ウェストハムとのアウェイ開催のロンドン・ダービーに向けては先発1人を変更。前述のジェームズに代えてグストを初先発で起用。注目のカイセドはベンチスタートとなった。

激戦必至のロンドン・ダービーはアウェイのチェルシーが押し気味な入りを見せるが、先にゴールをこじ開けたのはホームチーム。7分、右CKの場面で新天地デビューとなった名手ウォード=プラウズが正確な右足アウトスウィングのクロスを入れると、アゲルドが打点の高いヘディングでゴール左隅に流し込んだ。
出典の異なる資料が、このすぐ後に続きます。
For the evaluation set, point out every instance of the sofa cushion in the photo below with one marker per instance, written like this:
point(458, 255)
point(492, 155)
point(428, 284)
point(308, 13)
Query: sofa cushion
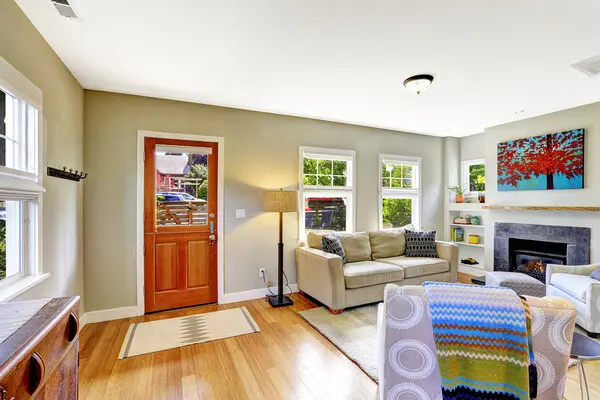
point(421, 244)
point(575, 285)
point(418, 266)
point(356, 246)
point(388, 243)
point(369, 273)
point(333, 244)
2試合連続で先制を許す入りとなったチェルシーは、直後に背後へ抜け出したジャクソンがGKアレオラと交錯。PK獲得かに思われたが、これは惜しくもオフサイドの判定に。

以降しばらくは一進一退の攻防が続いたが、20分を過ぎた辺りからチェルシーが押し込む展開に。ジャクソンやスターリングのスピードを生かした背後へのシンプルな仕掛けに加え、中央で細かくボールを動かしながらウイングバックや3バックの脇の選手の攻撃参加を使ったサイドからの分厚い攻めで揺さぶりをかけ続ける。

そして、幾度かボックス内で際どいシーンを作り出すと、28分には波状攻撃からボックス左でルーズボールを収めたチュクエメカが鋭いカットインから豪快な右足のシュートをゴールネットに突き刺した。
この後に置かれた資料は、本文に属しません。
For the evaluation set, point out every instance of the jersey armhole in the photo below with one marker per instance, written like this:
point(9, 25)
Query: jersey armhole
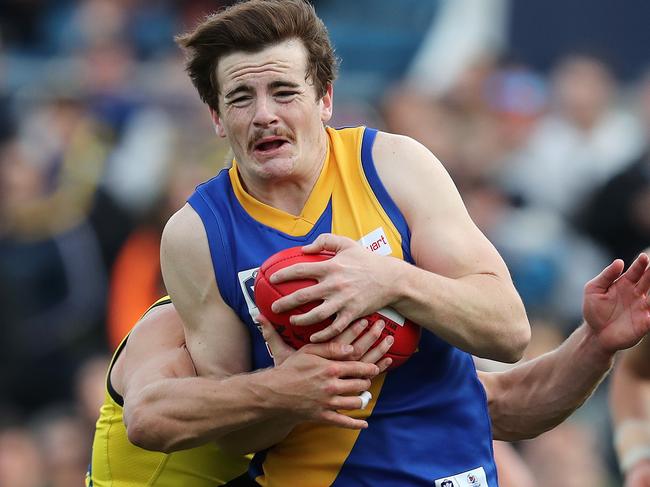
point(220, 256)
point(378, 188)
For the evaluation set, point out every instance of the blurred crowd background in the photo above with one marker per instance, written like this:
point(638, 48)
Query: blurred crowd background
point(540, 110)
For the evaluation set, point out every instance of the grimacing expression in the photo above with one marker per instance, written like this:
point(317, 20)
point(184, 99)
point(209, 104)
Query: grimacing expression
point(269, 111)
チュクエメカの加入後最初のゴールとなるプレミア初ゴールで良い時間帯に追いついたチェルシー。その後、パケタに右ポストを掠めるシュートでゴールを脅かされるも、試合の主導権をがっちりと掌握。畳みかける攻めで逆転ゴールを目指す。

42分にはスターリングが切れ味鋭い仕掛けでボックス内に侵入すると、ソウチェクのファウルを誘ってPKを獲得。だが、キッカーを務めたエンソ・フェルナンデスが左を狙って蹴ったシュートはGKアレオラに完璧に読まれて痛恨の失敗に。

その後はキレキレのスターリング、ジャクソンの仕掛けで再三の個での打開で決定機を演出したが、ゴール前でしっかりと人数をかけるホームチームの身体を張った守備を崩し切れず。また、ハーフタイム直前には左ヒザを痛めたゴールスコアラーのチュクエメカがプレー続行不可能となり、スタッフに両脇を支えられてドレッシングルームに下がった。

チェルシーは迎えた後半、すでにベンチへ下がったチュクエメカに代えてムドリクをハーフタイム明けに投入。後半も引き続きボールを握って押し込む入りを見せる。

一方、防戦一方だった前半終盤から何とか修正を施したウェストハムは、頼れるエースが後半最初のチャンスをゴールに結びつけた。53分、中盤のウォード=プラウズからの縦パスを前線で収めたアントニオがDFコルウィルを振り切ってボックス右まで持ち込んで強烈な右足のシュートをゴール左下隅に突き刺した。

これで再び追う展開になったチェルシーは引き続きスターリングの個人技を起点に攻撃を仕掛けながら、61分にはチルウェルを下げてイギリス史上最高額男をデビューさせる。カイセドはアンカー気味の立ち位置を取り、ムドリクがチルウェルのポジションに下がった。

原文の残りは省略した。